I mówili prorocy - będzie czas na Ziemi, kiedy musimy pozostać w swoich domach bez względu na okoliczności, aby nasza dusza nie została schwytana przez fałszywą oś czasu. Ale nasza dusza bywa i tak sprytna, kiedy widzi, że człowiek panikuje i tak przenosi go na swoją dogodną pozycję, w miejsce jego przeznaczenia. A człowiek psioczy na los i na Boga, że mu zniszczył jego plany.
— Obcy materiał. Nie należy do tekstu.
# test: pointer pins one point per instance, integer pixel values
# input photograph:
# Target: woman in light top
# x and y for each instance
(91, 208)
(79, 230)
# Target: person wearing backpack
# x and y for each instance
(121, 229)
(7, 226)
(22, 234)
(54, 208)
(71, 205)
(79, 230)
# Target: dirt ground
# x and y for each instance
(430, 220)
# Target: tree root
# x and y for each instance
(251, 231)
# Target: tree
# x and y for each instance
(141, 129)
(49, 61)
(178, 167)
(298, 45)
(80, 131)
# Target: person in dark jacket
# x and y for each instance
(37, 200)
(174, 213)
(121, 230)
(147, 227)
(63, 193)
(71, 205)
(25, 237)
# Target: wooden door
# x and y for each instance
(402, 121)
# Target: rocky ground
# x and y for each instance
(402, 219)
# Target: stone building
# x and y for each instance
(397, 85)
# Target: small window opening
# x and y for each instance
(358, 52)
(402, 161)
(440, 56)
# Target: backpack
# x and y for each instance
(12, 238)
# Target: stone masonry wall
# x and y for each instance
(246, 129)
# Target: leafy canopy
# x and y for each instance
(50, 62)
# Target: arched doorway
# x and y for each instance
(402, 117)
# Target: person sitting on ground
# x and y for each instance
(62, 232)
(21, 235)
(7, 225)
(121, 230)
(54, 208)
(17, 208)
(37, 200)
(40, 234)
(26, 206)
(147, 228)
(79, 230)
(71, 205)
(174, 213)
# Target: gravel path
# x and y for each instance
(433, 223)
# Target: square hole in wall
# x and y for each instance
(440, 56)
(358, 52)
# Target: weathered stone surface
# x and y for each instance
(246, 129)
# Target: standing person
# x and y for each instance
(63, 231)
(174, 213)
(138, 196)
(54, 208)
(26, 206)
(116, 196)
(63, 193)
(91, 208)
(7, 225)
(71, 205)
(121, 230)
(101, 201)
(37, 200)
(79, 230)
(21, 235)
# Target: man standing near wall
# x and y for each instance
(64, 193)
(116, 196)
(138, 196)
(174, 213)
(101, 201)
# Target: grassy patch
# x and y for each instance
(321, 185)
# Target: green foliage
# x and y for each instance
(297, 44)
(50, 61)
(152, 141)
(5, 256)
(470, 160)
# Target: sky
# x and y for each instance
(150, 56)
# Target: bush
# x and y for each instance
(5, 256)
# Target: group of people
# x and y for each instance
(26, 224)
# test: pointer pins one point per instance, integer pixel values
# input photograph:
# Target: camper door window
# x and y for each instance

Dopiero po pewnym czasie zauważa, że jednak ten „zniszczony przez Boga” plan, był bardziej doskonały.

Obserwuje tych moich uciekinierów, którzy i teraz próbują się koniecznie gdzieś ukryć, przed tym, co się obecnie na Ziemi wyprawia... i co się dzieje... fiku - miku i już są w tym samym miejscu, z którego próbowali w panice uciec. Nie mogą też uciec przed przykrymi zdarzeniami... i te ich dopadają nawet na tym nowym planie i mają ten sam wymiar... bo te trzeba przerobić, a nie uciekać przed konsekwencjami... jakże trudno przechytrzyć wszechświat. I biada tym, którzy za wszelką cenę będą chcieli zatrzymać decyzje wszechświata, bo będą zmieceni jak kurz z drogi... i tak rzeczy zadzieją się w tym potężnym boskim planie, jaki jest proces wniebowstąpienia Ziemi... toteż wszyscy baczcie na swoje kroki i swoje dążenia... Galaktyczne wyrównanie przywróci wszystko na swoje właściwe pozycje... wszystko według szablonu Prawa Jedynego.